I was tired and sleepy, and as I forced myself to think of the immediate problem, the six lines of the jingle were all blurred. While I undressed I tried to repeat them, but could not get the fourth to scan. It came out as “fields of Erin,” and after that “the green fields of Erin.” Then it became “the green fields of Eden.”

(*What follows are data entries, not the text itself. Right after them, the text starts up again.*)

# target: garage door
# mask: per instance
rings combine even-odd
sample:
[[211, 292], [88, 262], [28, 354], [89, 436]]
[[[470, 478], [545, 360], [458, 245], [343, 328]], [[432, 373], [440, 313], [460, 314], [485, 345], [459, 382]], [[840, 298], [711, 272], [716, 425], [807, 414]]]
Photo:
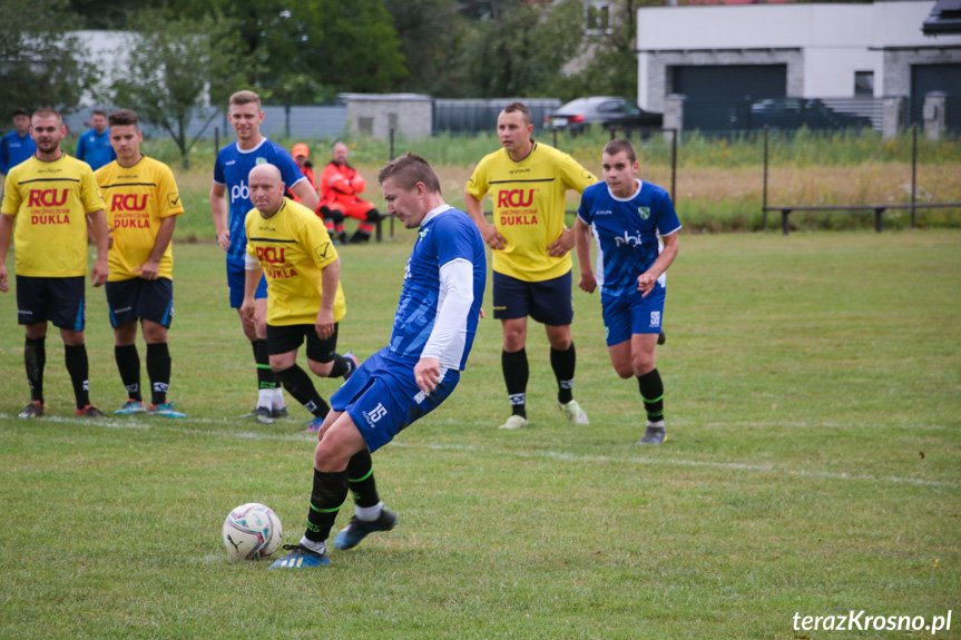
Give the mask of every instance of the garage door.
[[751, 102], [787, 95], [787, 65], [674, 67], [671, 77], [674, 92], [687, 96], [686, 130], [746, 129]]
[[924, 95], [943, 91], [948, 95], [944, 109], [949, 129], [961, 129], [961, 65], [912, 65], [911, 66], [911, 122], [923, 124], [921, 110]]

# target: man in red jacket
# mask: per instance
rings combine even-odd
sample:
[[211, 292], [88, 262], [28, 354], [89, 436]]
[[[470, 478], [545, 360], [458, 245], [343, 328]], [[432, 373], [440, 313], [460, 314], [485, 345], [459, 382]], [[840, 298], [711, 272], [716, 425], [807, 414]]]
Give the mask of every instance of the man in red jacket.
[[334, 229], [337, 235], [343, 234], [344, 216], [360, 220], [356, 233], [351, 237], [351, 243], [365, 243], [371, 239], [371, 234], [381, 215], [374, 208], [373, 203], [357, 197], [367, 185], [357, 170], [347, 164], [349, 152], [345, 144], [334, 144], [334, 158], [321, 173], [321, 210], [324, 211], [328, 233], [337, 224], [337, 218], [341, 220], [341, 228]]

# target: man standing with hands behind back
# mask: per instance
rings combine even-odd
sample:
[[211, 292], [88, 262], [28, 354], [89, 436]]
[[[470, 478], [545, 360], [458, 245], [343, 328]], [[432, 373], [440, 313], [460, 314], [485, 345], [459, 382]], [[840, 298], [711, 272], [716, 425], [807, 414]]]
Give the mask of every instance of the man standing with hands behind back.
[[60, 149], [67, 135], [60, 114], [40, 109], [33, 114], [32, 126], [37, 154], [10, 169], [0, 205], [0, 292], [10, 291], [4, 263], [12, 235], [17, 243], [18, 319], [27, 331], [23, 361], [31, 400], [19, 416], [40, 417], [45, 413], [43, 368], [50, 321], [63, 339], [77, 415], [104, 417], [90, 404], [84, 343], [88, 218], [97, 243], [97, 262], [90, 280], [95, 287], [107, 282], [104, 200], [92, 169]]
[[[247, 233], [244, 220], [251, 210], [251, 190], [247, 177], [257, 165], [269, 164], [281, 170], [287, 188], [301, 204], [315, 211], [320, 204], [317, 193], [307, 181], [291, 155], [280, 145], [261, 135], [264, 111], [261, 97], [253, 91], [237, 91], [231, 96], [231, 125], [237, 141], [231, 142], [217, 154], [214, 165], [214, 184], [210, 187], [210, 214], [217, 232], [217, 243], [227, 252], [227, 285], [231, 289], [231, 307], [237, 309], [244, 335], [251, 341], [257, 366], [257, 405], [254, 417], [261, 424], [272, 424], [275, 417], [287, 415], [283, 391], [277, 376], [271, 371], [267, 353], [267, 282], [261, 278], [254, 293], [256, 319], [241, 313], [244, 303], [245, 262]], [[229, 199], [229, 205], [228, 200]], [[229, 215], [228, 215], [229, 214]]]
[[[493, 254], [493, 317], [503, 329], [501, 367], [511, 415], [499, 429], [527, 426], [527, 316], [545, 325], [558, 406], [575, 424], [588, 424], [573, 400], [576, 354], [570, 336], [573, 230], [563, 224], [568, 189], [584, 193], [597, 178], [567, 154], [531, 139], [530, 111], [520, 102], [497, 119], [501, 146], [478, 164], [464, 204]], [[481, 200], [490, 195], [493, 219]]]

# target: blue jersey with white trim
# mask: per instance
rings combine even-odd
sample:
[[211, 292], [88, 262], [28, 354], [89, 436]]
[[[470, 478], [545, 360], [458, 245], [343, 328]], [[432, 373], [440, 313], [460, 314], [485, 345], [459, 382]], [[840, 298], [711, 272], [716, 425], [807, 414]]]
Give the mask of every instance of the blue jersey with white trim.
[[463, 371], [477, 333], [487, 282], [483, 239], [470, 216], [453, 207], [424, 218], [418, 236], [404, 268], [404, 286], [391, 333], [391, 353], [420, 360], [447, 295], [441, 268], [453, 260], [467, 260], [473, 273], [473, 302], [452, 345], [459, 353], [444, 357], [447, 362], [459, 363], [458, 371]]
[[[577, 216], [590, 225], [597, 243], [597, 284], [608, 295], [637, 289], [637, 276], [660, 254], [660, 236], [680, 229], [670, 196], [661, 187], [637, 180], [630, 198], [618, 198], [607, 183], [585, 189]], [[663, 284], [663, 283], [661, 283]]]
[[251, 174], [251, 169], [265, 164], [274, 165], [281, 170], [281, 179], [287, 188], [307, 179], [291, 155], [267, 138], [263, 138], [261, 144], [249, 150], [239, 149], [237, 142], [234, 141], [217, 154], [217, 161], [214, 165], [214, 181], [227, 187], [227, 198], [231, 203], [231, 214], [227, 221], [227, 227], [231, 230], [231, 248], [227, 249], [228, 260], [244, 263], [244, 256], [247, 253], [247, 230], [244, 220], [253, 206], [247, 176]]

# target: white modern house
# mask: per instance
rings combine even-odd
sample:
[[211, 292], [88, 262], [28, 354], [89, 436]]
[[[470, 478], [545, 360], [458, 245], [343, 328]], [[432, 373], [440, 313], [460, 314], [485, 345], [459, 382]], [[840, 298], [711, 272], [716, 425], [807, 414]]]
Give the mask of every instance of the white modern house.
[[[745, 102], [822, 98], [880, 126], [884, 98], [920, 121], [924, 97], [947, 95], [961, 127], [961, 35], [925, 36], [933, 0], [654, 7], [637, 11], [638, 104], [685, 128], [722, 128]], [[698, 106], [702, 108], [699, 109]]]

I found myself humming a tune.
It was an old hymn which the Salvation Army used to play in the Cape Town streets when I was a schoolboy. I hadn’t heard it or thought of it for thirty years. But I remembered the tune very clearly, a pretty, catchy thing like an early Victorian drawing-room ballad, and I remembered the words of the chorus—
“On the other side of Jordan
In the green fields of Eden,
Where the Tree of Life is blooming,
There is rest for you.”
I marched off to Greenslade’s room and found him lying wide awake staring at the ceiling, with the lamp by his bedside lit. I must have broken in on some train of thought, for he looked at me crossly.
“I’ve got your tune,” I said, and I whistled it, and then quoted what words I remembered.
“Tune be blowed,” he said. “I never heard it before.” But he hummed it after me, and made me repeat the words several times.
“No good, I’m afraid. It doesn’t seem to hank on to anything. Lord, this is a fool’s game. I’m off to sleep.”
But three minutes later came a knock at my dressing-room door, and Greenslade entered. I saw by his eyes that he was excited.
“It’s the tune all right. I can’t explain why, but those three blessed facts of mine fit into it like prawns in an aspic. I’m feeling my way towards the light now. I thought I’d just tell you, for you may sleep better for hearing it.”
I slept like a log, and went down to breakfast feeling more cheerful than I had felt for several days. But the doctor seemed to have had a poor night. His eyes looked gummy and heavy, and he had ruffled his hair out of all hope of order. I knew that trick of his; when his hair began to stick up at the back he was out of sorts either in mind or body. I noticed that he had got himself up in knickerbockers and thick shoes.
After breakfast he showed no inclination to smoke. “I feel as if I were going to be beaten on the post,” he groaned. “I’m a complete convert to your view, Dick. I heard my three facts and didn’t invent them. What’s more, my three are definitely linked with the three in those miscreants’ doggerel. That tune proves it, for it talks about the ‘fields of Eden’ and yet is identified in my memory with my three which didn’t mention Eden. That’s a tremendous point and proves we’re on the right road. But I’m hanged if I can get a step farther. Wherever I heard the facts I heard the tune, but I’m no nearer finding out that place. I’ve got one bearing, and I need a second to give me the point of intersection I want, and how the deuce I’m to get it I don’t know.”
Greenslade was now keener even than I was on the chase, and indeed his lean anxious face was uncommonly like an old hound’s. I asked him what he was going to do.
“At ten o’clock precisely I start on a walk—right round the head of the Windrush and home by the Forest. It’s going to be a thirty-mile stride at a steady four and a half miles an hour, which, with half an hour for lunch, will get me back here before six. I’m going to drug my body and mind into apathy by hard exercise.